そりゃあ、オレさま以外に勝負を挑む人間もいるだろう、とキバナは特に気にも留めなかった。ダンデの強さはもはや学園に知らぬ者なしだが、同時にその人格者たる振る舞いが憧れの的となっていることも事実だ。あんな方がお姉さまだったら、どんなにか素敵なことかしら。そんな羨望を抱く下級生は後を絶たない。姉妹になれずとも、いい思い出作りに、と挑む生徒だってたまにはいるだろう。衆人環視の中でボコボコにされあげくダメ出しされるのがわかっていて挑む鋼のメンタルは見上げたものだがまあ、そういうやつもいるだろう、と。
そう軽く流していた。
クラスメイトの次の言葉を聞くまでは。
「その一年生、なんとダンデさんと互角みたいだったわ! すごいわよね、一歩も譲らなくて」
「……なにって?」
互角。
あのダンデと?
がじ、と気づけばキバナは落ち着かなくジュースのストローを噛んでいた。ダンデと互角。キバナが知る限り、そんな実力のある人間は限られているし、学園内に限れば見たことがない。これでも情報収集は怠っていないつもりだ。一度でもその実力を見せたなら、キバナの情報網に引っかかってくるはずだ。それなのに。
オレさまの知らない、誰かがいる。
その事実に、本来なら胸を躍らせるべきだったのだろう、一人のトレーナーとしては。
無意識に、椅子代わりにしていた机から滑るように下りていた。こと、と手にしていたパックを置く。
「……なあ。それどこでやってるって?」
「中庭よ。渡り廊下がぎゅうぎゅう詰めで大変だったわ!」
クラスメイトの言葉を背中に受けながら、キバナは教室を飛び出していた。途端、冬の風が脚を冷やして廊下を駆け抜けていく、その逆方向に足を向けた。手がかじかむ。上履きが滑る。ポケットの中で金属がチャリチャリと忙しない音を立てる。途中、擦れ違った教師の誰かから「こら、廊下は走らない!」と注意が飛んできたが、足を止める余裕はなかった。階段を一足飛びに駆け降りる。
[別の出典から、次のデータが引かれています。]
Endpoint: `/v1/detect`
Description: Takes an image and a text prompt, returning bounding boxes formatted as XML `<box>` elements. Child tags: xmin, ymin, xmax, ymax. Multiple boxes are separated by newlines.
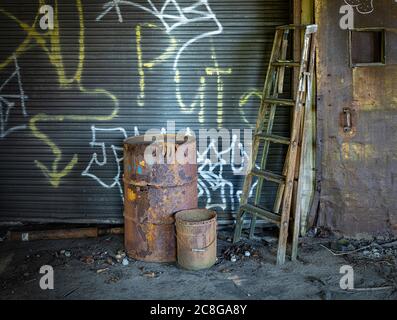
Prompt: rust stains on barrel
<box><xmin>124</xmin><ymin>135</ymin><xmax>197</xmax><ymax>262</ymax></box>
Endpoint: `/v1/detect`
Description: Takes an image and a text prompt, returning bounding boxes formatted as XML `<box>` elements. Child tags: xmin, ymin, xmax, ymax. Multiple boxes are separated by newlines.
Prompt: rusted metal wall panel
<box><xmin>316</xmin><ymin>0</ymin><xmax>397</xmax><ymax>237</ymax></box>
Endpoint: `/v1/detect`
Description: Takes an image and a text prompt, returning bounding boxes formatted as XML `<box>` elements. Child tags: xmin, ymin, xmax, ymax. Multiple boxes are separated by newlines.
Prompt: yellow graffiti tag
<box><xmin>205</xmin><ymin>46</ymin><xmax>232</xmax><ymax>125</ymax></box>
<box><xmin>342</xmin><ymin>142</ymin><xmax>375</xmax><ymax>161</ymax></box>
<box><xmin>135</xmin><ymin>23</ymin><xmax>177</xmax><ymax>107</ymax></box>
<box><xmin>239</xmin><ymin>89</ymin><xmax>262</xmax><ymax>128</ymax></box>
<box><xmin>0</xmin><ymin>0</ymin><xmax>119</xmax><ymax>187</ymax></box>
<box><xmin>174</xmin><ymin>46</ymin><xmax>232</xmax><ymax>124</ymax></box>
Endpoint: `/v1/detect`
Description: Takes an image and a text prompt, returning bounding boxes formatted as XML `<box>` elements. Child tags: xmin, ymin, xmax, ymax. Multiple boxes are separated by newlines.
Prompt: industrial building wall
<box><xmin>316</xmin><ymin>0</ymin><xmax>397</xmax><ymax>237</ymax></box>
<box><xmin>0</xmin><ymin>0</ymin><xmax>290</xmax><ymax>222</ymax></box>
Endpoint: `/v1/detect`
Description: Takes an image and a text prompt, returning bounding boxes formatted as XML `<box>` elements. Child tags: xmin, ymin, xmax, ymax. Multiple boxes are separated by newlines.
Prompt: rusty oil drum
<box><xmin>175</xmin><ymin>209</ymin><xmax>217</xmax><ymax>270</ymax></box>
<box><xmin>123</xmin><ymin>135</ymin><xmax>198</xmax><ymax>262</ymax></box>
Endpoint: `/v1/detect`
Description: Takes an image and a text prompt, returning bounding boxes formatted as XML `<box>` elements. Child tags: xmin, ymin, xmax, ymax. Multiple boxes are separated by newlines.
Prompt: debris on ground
<box><xmin>96</xmin><ymin>268</ymin><xmax>109</xmax><ymax>274</ymax></box>
<box><xmin>222</xmin><ymin>241</ymin><xmax>261</xmax><ymax>262</ymax></box>
<box><xmin>142</xmin><ymin>271</ymin><xmax>159</xmax><ymax>278</ymax></box>
<box><xmin>81</xmin><ymin>256</ymin><xmax>95</xmax><ymax>264</ymax></box>
<box><xmin>115</xmin><ymin>250</ymin><xmax>128</xmax><ymax>263</ymax></box>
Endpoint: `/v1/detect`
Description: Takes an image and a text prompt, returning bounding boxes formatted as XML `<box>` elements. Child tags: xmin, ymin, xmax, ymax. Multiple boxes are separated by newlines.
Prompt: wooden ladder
<box><xmin>233</xmin><ymin>25</ymin><xmax>317</xmax><ymax>265</ymax></box>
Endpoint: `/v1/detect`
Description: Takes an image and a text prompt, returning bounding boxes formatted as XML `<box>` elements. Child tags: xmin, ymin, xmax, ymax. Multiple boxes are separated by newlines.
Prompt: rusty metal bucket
<box><xmin>124</xmin><ymin>135</ymin><xmax>198</xmax><ymax>262</ymax></box>
<box><xmin>175</xmin><ymin>209</ymin><xmax>217</xmax><ymax>270</ymax></box>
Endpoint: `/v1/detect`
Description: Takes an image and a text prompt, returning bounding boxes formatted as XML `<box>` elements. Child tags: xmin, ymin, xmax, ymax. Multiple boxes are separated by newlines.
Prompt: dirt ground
<box><xmin>0</xmin><ymin>231</ymin><xmax>397</xmax><ymax>300</ymax></box>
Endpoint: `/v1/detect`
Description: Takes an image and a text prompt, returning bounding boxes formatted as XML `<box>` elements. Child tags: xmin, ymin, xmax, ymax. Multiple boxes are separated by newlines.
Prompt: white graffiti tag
<box><xmin>197</xmin><ymin>135</ymin><xmax>256</xmax><ymax>211</ymax></box>
<box><xmin>96</xmin><ymin>0</ymin><xmax>223</xmax><ymax>70</ymax></box>
<box><xmin>0</xmin><ymin>57</ymin><xmax>28</xmax><ymax>138</ymax></box>
<box><xmin>81</xmin><ymin>125</ymin><xmax>127</xmax><ymax>197</ymax></box>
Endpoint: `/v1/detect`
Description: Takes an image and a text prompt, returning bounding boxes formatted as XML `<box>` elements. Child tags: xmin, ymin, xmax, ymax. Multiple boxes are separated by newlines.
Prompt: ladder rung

中庭に降りれば、目当ての試合がどのコートかはすぐにわかった。人だかりができるから目立つのだ。キバナは走り寄った勢いのまま人垣に突っ込んで体を捩じ込み、なんとか最前列に抜け出す。
そして目にしてしまった。
ダンデのリザードンが倒れる瞬間を。
「……っ!」
ずん、と巨体が地を揺らす音を最後に、その場がしんと静まり返る。
誰も予想だにしないことだった。
あまりにあっけない無敗の終わりなど。
「……オレの負けだな」
リザードンを引っ込めたダンデが、淡々とそう言った——ようにキバナのいる場所からは見えた。一瞬、悔しさにその顔が歪んだのは、あるいはそうであってほしいというキバナの幻覚だっただろうか。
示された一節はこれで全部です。